Bath & North East Somerset Council has prosecuted a landlord for failing to ensure he applied for a licence to operate a licensable rental property.

At Bath Magistrates’ Court, Richard Seccombe of Wells Road in Bath was fined a total of £4,900 and ordered to pay costs of £1,249.60, along with a victims’ surcharge of £170, after pleading guilty to nine offences.

Seccombe was charged with failing to license a House in Multiple Occupancy (HMO) under the council’s Mandatory Licensing and Additional Licensing schemes.

He also pleaded guilty to seven offences relating to the Management of HMOs – including failing to maintain a safe means of escape from fire, failing to provide working smoke alarms, failing to provide a sufficient fire resistant door to the kitchen, failing to provide escape locks to bedrooms and the front door, broken glass in the back door, an unguarded deep hole in the garden with no hand rails to steps – and a cracked bedroom window.

The charges relate to a property at Wells Road, Bath – a three-storey house occupied by the landlord and up to four tenants

The property was identified by the council’s Housing Services as operating without a licence in September 2016.

The landlord had previously been convicted by the council for failure to comply with an improvement notice designed to protect the health, safety and welfare of his then tenants.

As a result of the current breaches – and in light of his previous conviction – the council took the decision to prosecute.

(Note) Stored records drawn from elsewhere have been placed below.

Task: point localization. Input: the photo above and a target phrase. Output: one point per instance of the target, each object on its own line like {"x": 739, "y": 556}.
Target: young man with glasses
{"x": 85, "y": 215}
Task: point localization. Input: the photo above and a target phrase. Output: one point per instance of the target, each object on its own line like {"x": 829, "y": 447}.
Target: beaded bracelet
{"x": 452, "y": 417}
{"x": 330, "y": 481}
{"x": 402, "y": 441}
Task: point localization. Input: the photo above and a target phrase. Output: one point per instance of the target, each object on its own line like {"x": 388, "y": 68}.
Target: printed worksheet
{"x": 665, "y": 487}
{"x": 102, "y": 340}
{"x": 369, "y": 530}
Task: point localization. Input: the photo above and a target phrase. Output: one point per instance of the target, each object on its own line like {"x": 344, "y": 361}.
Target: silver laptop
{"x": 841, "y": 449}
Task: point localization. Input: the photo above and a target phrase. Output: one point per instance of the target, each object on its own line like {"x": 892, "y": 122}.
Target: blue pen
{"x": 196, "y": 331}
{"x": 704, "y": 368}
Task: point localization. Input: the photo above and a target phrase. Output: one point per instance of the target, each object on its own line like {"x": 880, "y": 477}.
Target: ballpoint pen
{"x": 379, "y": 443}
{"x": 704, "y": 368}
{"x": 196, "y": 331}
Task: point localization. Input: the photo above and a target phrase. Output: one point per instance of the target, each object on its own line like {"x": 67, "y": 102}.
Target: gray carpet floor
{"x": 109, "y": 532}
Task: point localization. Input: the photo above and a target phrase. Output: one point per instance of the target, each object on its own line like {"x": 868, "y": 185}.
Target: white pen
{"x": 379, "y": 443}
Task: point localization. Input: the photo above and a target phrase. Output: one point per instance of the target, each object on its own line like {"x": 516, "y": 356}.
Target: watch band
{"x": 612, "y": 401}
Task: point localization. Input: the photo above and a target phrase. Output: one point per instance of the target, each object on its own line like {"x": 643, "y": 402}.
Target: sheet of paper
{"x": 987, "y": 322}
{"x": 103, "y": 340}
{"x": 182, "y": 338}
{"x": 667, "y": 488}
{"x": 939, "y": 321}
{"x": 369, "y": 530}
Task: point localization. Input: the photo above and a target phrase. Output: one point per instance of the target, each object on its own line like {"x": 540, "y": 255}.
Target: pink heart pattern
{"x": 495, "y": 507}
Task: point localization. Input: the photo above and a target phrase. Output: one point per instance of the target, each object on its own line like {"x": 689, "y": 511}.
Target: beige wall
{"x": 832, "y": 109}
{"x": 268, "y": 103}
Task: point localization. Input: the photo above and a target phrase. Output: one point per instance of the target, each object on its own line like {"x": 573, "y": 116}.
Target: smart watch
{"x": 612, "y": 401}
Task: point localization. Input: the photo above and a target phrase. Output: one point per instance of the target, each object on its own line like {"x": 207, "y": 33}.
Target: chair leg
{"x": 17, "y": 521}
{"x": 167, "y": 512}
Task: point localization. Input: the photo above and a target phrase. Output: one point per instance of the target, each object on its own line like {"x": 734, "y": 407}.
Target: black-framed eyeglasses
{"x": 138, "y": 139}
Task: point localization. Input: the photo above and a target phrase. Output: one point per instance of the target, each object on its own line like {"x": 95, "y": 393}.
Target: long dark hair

Since being made aware of the need to be licensed, the landlord has put the property up for sale and evicted his tenants, said the council.

Bath & North East Somerset Council’s Cabinet Member for Homes and Planning, Councillor Liz Richardson, said:

“We are pleased with the outcome of this prosecution and the level of fine, which reflects the seriousness of the offence.

“Housing Services will always try to work in partnership with landlords to improve housing standards.

“In most cases, this works – but where it fails and landlords needlessly put the safety of their tenants at risk, we will consider taking strong enforcement action to send a clear message that operating properties outside of the law will not be tolerated in Bath and North East Somerset.”


Failure to licence a licensable HMO is an offence under the Housing Act 2004.